Is my current logic just not feasible to implement or is there something I'm missing?


Solution

  • I figured out what the issue was, and it's caused by the way ItemReader fetches new data.

    I logged every query on the database and came upon this line:

    { find: "message", filter: { processedAt: { $exists: false } },
    skip: 8190, limit: 10, batchSize: 1000, noCursorTimeout: true, $db: ...
    
    

    The interaction between skip and filter causes data to be skipped because once an item has been processed (and marked as such in the database) it is no longer returned by the filter-query. That means that when skip is called on the query, it is skipping over unprocessed data since the processed data was excluded from the query.

    The conclusion from this is that it is not possible to update the data while it is being processed.


    The workaround I used was to remove the query parameter for processedAt and create a new ItemProcessor that checks if the item has been processed before passing it on to ItemWriter. The efficiency of this is questionable. If you expect the query to return mostly data that is valid for processing (i.e. without the processedAt field), then it's a good solution. If you expect a lot of data is going to be discarded because it already has a processedAt flag, then you might want to look into other solutions (and please do share them if you figure something out).

    This is what the ItemProcessor looks like, nothing fancy:

    public class MyItemProcessor implements ItemProcessor<TroublesomeModel, TroublesomeModel> {
        @Override
        public TroublesomeModel process(TroublesomeModel item) throws Exception {
            if (item.getProcessedAt() != null) {
                return null;
            }
            return item;
        }
    }
    

    And since I am using BulkOperations in my ItemWriter which cannot handle empty lists, there needs to be a null check before entering it as well.

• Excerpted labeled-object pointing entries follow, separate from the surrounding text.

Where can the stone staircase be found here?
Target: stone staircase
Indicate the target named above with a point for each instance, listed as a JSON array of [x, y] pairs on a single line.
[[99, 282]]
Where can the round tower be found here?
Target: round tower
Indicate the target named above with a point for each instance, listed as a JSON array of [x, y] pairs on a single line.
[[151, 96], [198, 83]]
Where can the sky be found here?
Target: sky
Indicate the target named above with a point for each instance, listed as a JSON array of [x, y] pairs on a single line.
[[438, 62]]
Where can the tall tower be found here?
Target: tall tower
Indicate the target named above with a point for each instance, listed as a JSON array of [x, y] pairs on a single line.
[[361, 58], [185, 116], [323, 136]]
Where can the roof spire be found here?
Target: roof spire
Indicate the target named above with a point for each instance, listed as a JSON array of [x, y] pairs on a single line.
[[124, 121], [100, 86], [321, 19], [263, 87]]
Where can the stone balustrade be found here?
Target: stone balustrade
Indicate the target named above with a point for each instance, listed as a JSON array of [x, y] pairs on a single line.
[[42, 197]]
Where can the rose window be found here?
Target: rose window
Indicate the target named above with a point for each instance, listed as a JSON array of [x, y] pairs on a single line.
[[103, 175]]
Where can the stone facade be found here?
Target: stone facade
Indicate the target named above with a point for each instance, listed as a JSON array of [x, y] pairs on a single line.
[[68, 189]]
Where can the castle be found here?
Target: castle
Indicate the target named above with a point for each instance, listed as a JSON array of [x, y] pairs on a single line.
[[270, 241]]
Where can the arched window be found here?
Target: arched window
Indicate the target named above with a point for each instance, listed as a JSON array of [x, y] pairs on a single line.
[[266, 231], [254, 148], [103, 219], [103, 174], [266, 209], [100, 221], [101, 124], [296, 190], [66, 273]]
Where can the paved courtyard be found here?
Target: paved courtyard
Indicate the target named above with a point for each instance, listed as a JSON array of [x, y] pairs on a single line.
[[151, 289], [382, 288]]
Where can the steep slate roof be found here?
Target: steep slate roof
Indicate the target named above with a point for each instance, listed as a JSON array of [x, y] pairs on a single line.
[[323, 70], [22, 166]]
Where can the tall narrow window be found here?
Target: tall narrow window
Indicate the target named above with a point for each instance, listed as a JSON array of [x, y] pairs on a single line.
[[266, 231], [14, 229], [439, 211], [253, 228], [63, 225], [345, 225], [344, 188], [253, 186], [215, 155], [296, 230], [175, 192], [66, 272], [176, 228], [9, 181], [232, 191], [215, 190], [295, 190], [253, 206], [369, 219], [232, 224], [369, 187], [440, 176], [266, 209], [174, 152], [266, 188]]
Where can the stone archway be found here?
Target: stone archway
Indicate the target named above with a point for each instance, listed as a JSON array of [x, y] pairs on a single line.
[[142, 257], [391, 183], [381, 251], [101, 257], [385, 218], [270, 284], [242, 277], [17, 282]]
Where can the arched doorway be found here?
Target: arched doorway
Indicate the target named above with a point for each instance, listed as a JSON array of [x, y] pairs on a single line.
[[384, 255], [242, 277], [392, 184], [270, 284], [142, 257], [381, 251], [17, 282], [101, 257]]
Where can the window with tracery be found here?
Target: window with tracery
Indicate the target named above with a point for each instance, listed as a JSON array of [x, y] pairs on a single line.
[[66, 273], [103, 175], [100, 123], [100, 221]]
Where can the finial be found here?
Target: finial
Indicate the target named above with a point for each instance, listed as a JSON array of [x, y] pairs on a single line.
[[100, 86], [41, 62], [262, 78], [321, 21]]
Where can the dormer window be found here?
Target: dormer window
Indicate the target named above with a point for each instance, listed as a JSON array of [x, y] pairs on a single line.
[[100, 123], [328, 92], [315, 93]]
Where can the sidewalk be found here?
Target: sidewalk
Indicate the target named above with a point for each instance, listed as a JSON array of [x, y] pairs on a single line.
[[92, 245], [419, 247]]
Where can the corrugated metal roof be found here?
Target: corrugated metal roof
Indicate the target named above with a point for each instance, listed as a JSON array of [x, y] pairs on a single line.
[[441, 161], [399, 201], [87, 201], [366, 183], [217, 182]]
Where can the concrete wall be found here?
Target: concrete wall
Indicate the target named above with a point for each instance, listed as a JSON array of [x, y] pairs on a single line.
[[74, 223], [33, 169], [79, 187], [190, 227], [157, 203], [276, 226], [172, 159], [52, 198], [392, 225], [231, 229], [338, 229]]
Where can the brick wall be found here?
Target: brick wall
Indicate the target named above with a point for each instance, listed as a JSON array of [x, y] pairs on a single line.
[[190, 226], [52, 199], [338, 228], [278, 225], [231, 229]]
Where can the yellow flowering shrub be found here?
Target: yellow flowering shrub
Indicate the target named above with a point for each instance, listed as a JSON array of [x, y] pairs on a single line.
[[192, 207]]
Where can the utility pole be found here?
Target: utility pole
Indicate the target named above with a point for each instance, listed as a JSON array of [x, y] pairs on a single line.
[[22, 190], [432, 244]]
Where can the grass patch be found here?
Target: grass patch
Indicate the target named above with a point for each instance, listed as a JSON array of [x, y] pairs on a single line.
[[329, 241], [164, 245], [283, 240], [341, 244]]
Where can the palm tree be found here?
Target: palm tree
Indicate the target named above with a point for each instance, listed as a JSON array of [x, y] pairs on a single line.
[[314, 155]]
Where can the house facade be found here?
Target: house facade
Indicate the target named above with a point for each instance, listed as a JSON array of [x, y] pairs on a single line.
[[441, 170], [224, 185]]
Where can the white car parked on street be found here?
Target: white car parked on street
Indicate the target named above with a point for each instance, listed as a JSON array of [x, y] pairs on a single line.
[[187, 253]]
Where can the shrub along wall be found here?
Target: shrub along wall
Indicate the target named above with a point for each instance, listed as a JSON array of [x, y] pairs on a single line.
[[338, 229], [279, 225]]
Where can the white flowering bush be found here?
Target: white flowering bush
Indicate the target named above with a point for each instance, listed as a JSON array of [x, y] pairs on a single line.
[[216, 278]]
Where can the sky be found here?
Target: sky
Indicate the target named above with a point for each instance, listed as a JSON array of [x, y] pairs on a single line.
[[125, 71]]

    An alternative workaround would be to just execute the query as-is, with the processedAt flag, set a reader.maxItemCount to a low enough number (in my case 1000), and re-run the job inside a scheduler on repeat. This fits my use case since it's supposed to actively process data as it arrives. No data is duplicated and it doesn't cause any unnecessary data processing or lengthy database queries.